Search for dark photon in Higgs decay in four lepton channel at 13 TeV
Color code:
- Answered
- Open discussion
- Not answered
Questions and comments on the way to approval (17-06-2019)
- Check (at least for SM Higgs and qqZZ) the impact of allowing τ decays
*
Not answered
- Discuss in the AN the agreement for the 3P1F 2017 and 2018 plots
*
Not answered
- Result plots minor changes: zoom version of the limit focusing on the low mass, add the quarkonia veto area around the Y, m4l plot for the non-resonant part, general cosmetic improvement
*
Not answered
Questions and comments from pre-approval (17-06-2019)
- Datacards should be checked and approved by the combination group
*
Not answered
- Fill in the
StatComm questionnaire
*
Not answered
Questions and comments on AN v3 from HZZ convenor (16-05-2019)
- Some of the appendix materials can be definitely moved to the main body. For example, the data/MC distribution and yield table in the SR can go to Sec 9. I think you need to remove all the data points, not just in the region between 4-12
GeV, although we already “unblind” the rest part in HIG-19-001. The reason is just to be blind to your search regions. And maybe for the MC shapes in the plot, you can replace them by the real parameterization instead of MC, because that’s what you feed to the fit. The plot as it is will probably trigger misunderstanding that you don’t have a good parameterization of the components.
*
The search region from 4 < mZ2 < 120 GeV has been reblinded and the corresponding plots in AN have been updated. Due to the addition of pp -> ZZd, we have decided to not use the shape parametrisation and switch back to the simpler cut-and-count analysis, as the improvement from a shape analysis is not big and limited to 5-10% in upper limits on various branching fractions.
- In general it would be good to quote the overall signal efficiency, better as a function of the Zd mass, to get a feeling how sensitive the analysis is, and whether there’s room for improvement.
*
A table of signal efficiency has been added to the AN. Overall the signal efficiency looks reasonable across mass points. At very low masses we have lower signal efficiency.
- In sec 10 you show some m2 parameterizations, would be good to have some numbers. Similar to the above comment, I’m wondering what’s the mass resolution of m2, and how they vary as a function of Zd mass, and how they differ in electron and muon channels.
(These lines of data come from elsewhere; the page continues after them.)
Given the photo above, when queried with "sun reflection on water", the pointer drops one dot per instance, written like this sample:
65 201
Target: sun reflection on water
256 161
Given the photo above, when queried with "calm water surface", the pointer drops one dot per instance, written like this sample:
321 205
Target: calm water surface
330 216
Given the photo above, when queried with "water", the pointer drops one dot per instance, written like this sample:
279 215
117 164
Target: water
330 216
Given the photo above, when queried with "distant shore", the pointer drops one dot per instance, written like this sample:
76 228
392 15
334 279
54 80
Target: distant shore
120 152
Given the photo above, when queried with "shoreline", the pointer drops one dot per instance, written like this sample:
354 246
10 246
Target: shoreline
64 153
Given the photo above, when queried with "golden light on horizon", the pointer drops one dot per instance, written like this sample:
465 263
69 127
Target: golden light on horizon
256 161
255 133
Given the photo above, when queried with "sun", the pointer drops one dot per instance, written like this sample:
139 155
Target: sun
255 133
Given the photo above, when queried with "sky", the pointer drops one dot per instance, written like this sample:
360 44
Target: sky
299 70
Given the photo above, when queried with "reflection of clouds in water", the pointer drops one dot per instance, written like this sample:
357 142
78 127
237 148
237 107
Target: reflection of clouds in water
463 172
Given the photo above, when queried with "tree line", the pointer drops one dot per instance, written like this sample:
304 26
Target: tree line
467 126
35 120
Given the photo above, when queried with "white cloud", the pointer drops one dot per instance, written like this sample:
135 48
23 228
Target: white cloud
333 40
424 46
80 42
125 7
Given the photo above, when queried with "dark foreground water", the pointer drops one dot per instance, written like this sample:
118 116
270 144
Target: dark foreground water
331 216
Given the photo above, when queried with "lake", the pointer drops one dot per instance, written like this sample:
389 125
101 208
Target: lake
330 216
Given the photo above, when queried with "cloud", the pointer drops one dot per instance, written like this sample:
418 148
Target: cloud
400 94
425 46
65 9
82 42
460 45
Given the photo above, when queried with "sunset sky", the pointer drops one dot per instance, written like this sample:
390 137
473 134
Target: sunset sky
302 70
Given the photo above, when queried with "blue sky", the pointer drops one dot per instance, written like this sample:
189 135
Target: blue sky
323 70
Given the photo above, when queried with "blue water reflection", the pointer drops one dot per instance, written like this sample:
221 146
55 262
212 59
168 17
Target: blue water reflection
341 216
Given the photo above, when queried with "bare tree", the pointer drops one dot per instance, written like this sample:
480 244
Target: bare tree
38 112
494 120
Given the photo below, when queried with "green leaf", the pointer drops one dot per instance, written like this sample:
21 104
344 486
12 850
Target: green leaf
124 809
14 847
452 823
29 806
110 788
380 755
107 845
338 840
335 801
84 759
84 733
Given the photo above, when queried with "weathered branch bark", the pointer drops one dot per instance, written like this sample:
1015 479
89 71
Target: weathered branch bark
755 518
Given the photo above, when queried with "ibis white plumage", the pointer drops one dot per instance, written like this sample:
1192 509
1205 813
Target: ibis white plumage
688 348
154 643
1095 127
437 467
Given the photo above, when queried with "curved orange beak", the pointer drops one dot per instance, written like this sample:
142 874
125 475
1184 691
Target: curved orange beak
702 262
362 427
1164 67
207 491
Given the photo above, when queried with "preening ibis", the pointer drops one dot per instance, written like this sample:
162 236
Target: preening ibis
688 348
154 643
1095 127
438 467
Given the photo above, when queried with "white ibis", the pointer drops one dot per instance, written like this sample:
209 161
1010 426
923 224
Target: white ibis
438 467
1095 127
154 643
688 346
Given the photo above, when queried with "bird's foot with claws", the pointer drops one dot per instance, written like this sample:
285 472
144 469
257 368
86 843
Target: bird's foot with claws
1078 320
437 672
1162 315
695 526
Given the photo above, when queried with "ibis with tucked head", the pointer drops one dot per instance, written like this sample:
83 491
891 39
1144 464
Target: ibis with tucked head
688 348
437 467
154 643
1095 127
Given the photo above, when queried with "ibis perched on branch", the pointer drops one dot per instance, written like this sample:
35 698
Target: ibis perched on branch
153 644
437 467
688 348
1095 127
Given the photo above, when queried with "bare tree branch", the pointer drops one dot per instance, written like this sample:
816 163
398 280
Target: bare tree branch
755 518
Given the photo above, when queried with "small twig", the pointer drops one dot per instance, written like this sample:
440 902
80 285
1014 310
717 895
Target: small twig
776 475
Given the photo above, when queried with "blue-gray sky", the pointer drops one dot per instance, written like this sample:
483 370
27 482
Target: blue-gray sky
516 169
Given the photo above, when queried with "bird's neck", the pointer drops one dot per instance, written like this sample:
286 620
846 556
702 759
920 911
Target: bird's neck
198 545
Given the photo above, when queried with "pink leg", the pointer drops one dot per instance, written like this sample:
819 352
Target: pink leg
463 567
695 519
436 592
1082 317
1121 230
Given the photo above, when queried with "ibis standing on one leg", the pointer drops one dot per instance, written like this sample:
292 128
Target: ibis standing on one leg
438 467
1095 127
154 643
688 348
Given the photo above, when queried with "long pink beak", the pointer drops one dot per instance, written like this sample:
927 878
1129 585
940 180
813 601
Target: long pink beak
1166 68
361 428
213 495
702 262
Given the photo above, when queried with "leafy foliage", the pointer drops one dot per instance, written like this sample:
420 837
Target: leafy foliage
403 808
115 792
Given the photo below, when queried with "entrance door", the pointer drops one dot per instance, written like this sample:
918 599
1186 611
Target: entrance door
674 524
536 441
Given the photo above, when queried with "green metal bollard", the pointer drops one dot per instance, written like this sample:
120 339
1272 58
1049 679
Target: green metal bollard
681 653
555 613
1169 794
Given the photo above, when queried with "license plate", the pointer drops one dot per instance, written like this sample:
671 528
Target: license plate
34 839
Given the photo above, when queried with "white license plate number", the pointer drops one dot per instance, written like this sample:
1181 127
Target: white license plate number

- A question related to the above comment, is the resolution smaller or larger than 5%? Because this is the difference you allow between m1 and m2. For sure if the resolution is > 5%, you lose signals by imposing this cut.
*
Slide 2 and 3 in the attachment shows the upper limit on signal strength and significance against the window width for various Zd masses, for ZZd. From these plots, a 2% (5%) window for the muon (electron) channel gives the best performance in sensitivity. A new short session has been added to the AN to cover this study.
-I think it’s not mentioned in the note, what’s the bin width for the counting in H->ZdZd search? Again related to the resolution question, to justify that the choice of the bin is well covering the resolution.
*
For ZdZd, window optimisations have also been studied in a same spirit as ZZd and similar conclusions (2% and 5% window for the muon and electron channel respectively) can be seen in Slide 4 and 5 in the attachment. A new short session has been added to the AN to cover this study.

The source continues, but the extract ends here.